Black Coal, de Diao Yi'nan, s'avère probablement être la perle rare de cette année cinématographique 2014. La beauté du film peut nous passer sous le nez de prime abord : la complexité de l'intrigue, son aspect confus et abscons, évoque les grands classiques du film noir américain, tels que Le Grand Sommeil de Howard Hawks ou Le Faucon Maltais de John Huston. Le film réactive en effet les codes du genre, déplacés dans la société chinoise contemporaine. Tout comme dans ces classiques du film noir, Black Coal demande au spectateur de lâcher prise avec l'intrigue, trop complexe pour une première vision, et de se laisser hypnotiser par l'ambiance, par l'atmosphère du film - atmosphère évidemment nocturne. Des instants de grâce, des séquences presque oniriques - une femme que l'on suit en glissant sur une patinoire, un enquêteur névrosé qui se laisse aller à une danse frénétique improvisée, un cheval au détour d'un couloir... jalonnent le film, au beau milieu d'une intrigue morbide de dépeceur de cadavres.
Si ces séquences inattendues existent, c'est que, derrière l'intrigue policière, se cache une intrigue sentimentale qui rappelle un autre chef d'oeuvre du 7ème art, Vertigo d'Alfred Hitchcock. Encore plus retors que le film du Maître, Black Coal montre lui aussi en arrière-plan l'évolution des sentiments qui lient un enquêteur et la femme sur laquelle il enquête. Comme James Stewart dans Vertigo, Zhang Zili (incarné par Liao Fan) est un ex-détective, qui a quitté la police à la suite de la mort d'un collègue. Comme Stewart, ses relations avec les femmes sont compliquées. La première séquence du film, noyée dans le labyrinthe scénaristique qui lui succède, montre en effet la séparation de Zhang Zili et de son épouse, sur un quai de gare. Le mari, voulant l'embrasser pour une dernière fois, n'obtenant que son refus, achève quasiment de l'étrangler. Un baiser qui devient scène de meurtre... on est toujours chez Hitchcock.
Le réalisateur Diao Yi'nan glisse plusieurs indices visuels qui explicitent cette référence et qui nous mènent à l'univers d'Hitchcock. La filature permanente du héros, spectateur manipulé - de San Francisco aux rues enneigées et aux patinoires d'une ville de la Mandchourie. Une rue prise en plongée, quelques secondes, évoque celle de Marnie à Baltimore. Et bien sûr, l'alternance de néons rouges et verts tout du long, qui mènent à une scène d'hôtel verte avec un revenant (masculin, cette fois), le mari soi-disant mort de la soi-disant "suspecte".

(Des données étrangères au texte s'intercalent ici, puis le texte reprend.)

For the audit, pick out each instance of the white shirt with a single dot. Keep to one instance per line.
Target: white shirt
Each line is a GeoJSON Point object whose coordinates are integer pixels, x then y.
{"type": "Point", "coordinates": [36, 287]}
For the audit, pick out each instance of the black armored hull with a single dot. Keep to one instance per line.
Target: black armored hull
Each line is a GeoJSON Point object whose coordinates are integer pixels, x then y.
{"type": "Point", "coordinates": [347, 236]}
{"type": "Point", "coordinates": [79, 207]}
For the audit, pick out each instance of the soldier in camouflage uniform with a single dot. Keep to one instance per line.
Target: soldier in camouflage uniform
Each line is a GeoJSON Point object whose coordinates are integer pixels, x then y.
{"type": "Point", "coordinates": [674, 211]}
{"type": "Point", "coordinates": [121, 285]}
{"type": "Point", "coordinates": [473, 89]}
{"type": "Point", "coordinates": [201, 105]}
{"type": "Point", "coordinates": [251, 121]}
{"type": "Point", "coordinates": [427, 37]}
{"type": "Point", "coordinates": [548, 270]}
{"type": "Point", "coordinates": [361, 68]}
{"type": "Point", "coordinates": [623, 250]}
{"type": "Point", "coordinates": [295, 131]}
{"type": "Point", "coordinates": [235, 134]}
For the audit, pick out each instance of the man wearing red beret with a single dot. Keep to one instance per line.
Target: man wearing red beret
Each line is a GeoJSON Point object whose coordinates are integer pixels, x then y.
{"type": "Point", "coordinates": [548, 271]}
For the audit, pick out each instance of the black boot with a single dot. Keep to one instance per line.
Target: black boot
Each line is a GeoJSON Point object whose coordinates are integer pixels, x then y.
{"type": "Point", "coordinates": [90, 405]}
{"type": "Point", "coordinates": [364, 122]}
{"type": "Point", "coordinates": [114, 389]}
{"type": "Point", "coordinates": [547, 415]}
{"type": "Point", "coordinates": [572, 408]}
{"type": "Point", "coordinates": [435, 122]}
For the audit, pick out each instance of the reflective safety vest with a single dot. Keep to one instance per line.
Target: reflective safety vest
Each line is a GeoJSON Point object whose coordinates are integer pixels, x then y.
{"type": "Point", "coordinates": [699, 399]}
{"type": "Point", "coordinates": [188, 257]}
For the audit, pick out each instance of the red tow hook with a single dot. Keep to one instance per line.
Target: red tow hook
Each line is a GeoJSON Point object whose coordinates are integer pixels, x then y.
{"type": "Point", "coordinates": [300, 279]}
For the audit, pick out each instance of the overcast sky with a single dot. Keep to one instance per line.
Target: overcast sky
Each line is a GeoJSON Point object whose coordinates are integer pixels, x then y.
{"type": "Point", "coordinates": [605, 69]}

Ces indices visuels, très émouvants, sont utilisés pour éventuellement aider le spectateur cinéphile à regarder du bon côté, à découvrir le vrai sujet du film : une relation morbide de deux êtres névrosés - véritable sujet du film, traité avec une grande finesse. Le personnage masculin, apparemment impossible à déchiffrer, s'avère passionnant au revisionnage du film. Amoureux de la femme qu'il traque, Wu Zhizhen, il se vante pourtant de son arrestation auprès de ses collègues à la fin du film, avec forte de dose d'alcool et de rires gras dans un restaurant. Dans la scène suivante, il danse frénétiquement, comme fou, imposant son style solo en plein cours de danse à deux.
Dans la dernière séquence, un homme lance des fusées en plein jour du haut d'un immeuble. Dans une version inédite, probablement issue d'une première projection en festival, qui traîne illégalement sur le net, on voit qu'il s'agit effectivement du héros. La version finale du film laisse le doute. Mais si l'on choisit cette option, le film se termine presque comme Vertigo. Un homme en haut d'un toit, une femme en bas. Mais Wu n'est pas morte, elle va en prison. S'agit-il symboliquement de la même chose ? Wu, dans la fourgonnette, a un sourire énigmatique, triste, à la vue de ces feux d'artifices. Peut-être le couple se retrouvera-t-il, chose impossible dans Vertigo. Est-ce pour autant une bonne chose, un espoir de happy end, tant leur relation est malsaine ?
Au-delà des références visuelles, utilisées en tant qu'indices, c'est un même système de mise en scène, basé sur la dissimulation d'un véritable sujet sentimental ou psychanalytique, qui unissent Black Coal à Hitchcock. Ces indices, ces instants troublants qui semblent n'avoir aucun lien avec l'intrigue policière, sont accessibles à tous les spectateurs. Ils sont les véritables instants d'émotions, gravés dans la mémoire du spectateur, qui jaillissent du film de part en part. La grande réussite du film tient à la manière dont il lie cette émotion secrète et cachée, à un univers social très réaliste et à une esthétique froide, lourde de silences pesants, dans laquelle évoluent les personnages.